Yeah, sure, sure way to kill the € symbol.

> The reason is that the effects
> of this change are not understood. It just "seems to work" with old
> Latin-1 file names, file contents and non-Unicode-aware applications.

So you provide a stupid shell script that recodes filenames to UTF-8 if
the old locale was something else (because you have access to the old
locale). And/or a glade app that recodes files in unicode.

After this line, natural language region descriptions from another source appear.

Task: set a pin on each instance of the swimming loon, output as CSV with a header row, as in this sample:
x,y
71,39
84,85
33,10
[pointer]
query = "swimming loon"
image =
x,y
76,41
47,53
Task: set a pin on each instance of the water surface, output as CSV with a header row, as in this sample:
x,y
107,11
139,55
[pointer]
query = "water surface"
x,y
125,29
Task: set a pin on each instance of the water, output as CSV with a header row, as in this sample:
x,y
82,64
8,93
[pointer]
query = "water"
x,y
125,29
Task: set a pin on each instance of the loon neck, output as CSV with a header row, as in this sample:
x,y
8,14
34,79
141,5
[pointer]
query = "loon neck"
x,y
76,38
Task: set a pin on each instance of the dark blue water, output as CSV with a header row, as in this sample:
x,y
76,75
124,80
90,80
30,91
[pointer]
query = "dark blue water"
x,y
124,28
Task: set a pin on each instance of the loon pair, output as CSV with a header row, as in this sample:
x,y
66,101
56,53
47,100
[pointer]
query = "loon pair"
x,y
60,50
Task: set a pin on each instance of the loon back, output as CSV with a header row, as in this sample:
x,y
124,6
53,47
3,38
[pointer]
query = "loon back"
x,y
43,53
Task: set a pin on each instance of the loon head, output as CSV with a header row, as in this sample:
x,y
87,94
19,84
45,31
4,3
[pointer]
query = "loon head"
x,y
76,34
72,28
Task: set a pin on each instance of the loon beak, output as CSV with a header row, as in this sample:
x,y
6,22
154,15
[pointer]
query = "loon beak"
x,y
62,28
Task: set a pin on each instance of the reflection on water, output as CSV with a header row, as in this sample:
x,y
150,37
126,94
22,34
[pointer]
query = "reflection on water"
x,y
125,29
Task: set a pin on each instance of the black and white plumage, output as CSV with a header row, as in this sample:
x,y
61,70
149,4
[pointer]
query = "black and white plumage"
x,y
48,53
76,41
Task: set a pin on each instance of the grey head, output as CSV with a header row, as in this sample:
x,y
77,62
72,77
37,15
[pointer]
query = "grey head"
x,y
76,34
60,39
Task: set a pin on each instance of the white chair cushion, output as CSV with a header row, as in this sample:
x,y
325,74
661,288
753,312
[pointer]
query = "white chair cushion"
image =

As for file contents, either they have a sane encoding header and
they'll be fine, either they haven't and you're in a lot of trouble
anyway (in case you haven't noticed one of Java's top bugs is zip
encoding problems - Java uses zip-based formats everywhere but their
filename encoding is unspecified so java creates unicode zip filenames,
windows cp437/cp850 ones, linux iso8859-1 and now UTF-8 and unzipping
stuff can be... interesting)

.specs does not specify encodings.
People edit them in their default text editor which means the spec file
can be in any of the various encodings available, most notably in UTF-8
for all recent setups and people who regularly use something else than
base latin characters (and that includes a large part of even western

Current specs are not ASCII already (not that it means anything anyway
since few people use 7-bit encodings and there are langages where you
need the upper 128 chars regularly). A growing number is in UTF-8, so
you can not say "hold on, specs have always been ascii". Plus in the
near future specs will have to be UTF-8 over the board, since that will
be the default mode of every single text editor available.

There is no easy solution. You have to require UTF-8 specs at some
point, and treat non-UTF-8 as a (minor) bug. In fact, it's probably high
time to do it, ie require all for-FC2 spec files to be converted as they
are updated so by the time FC2 is out everything will be nicely UTF-8
(FC1 staying the encoding mess it already is).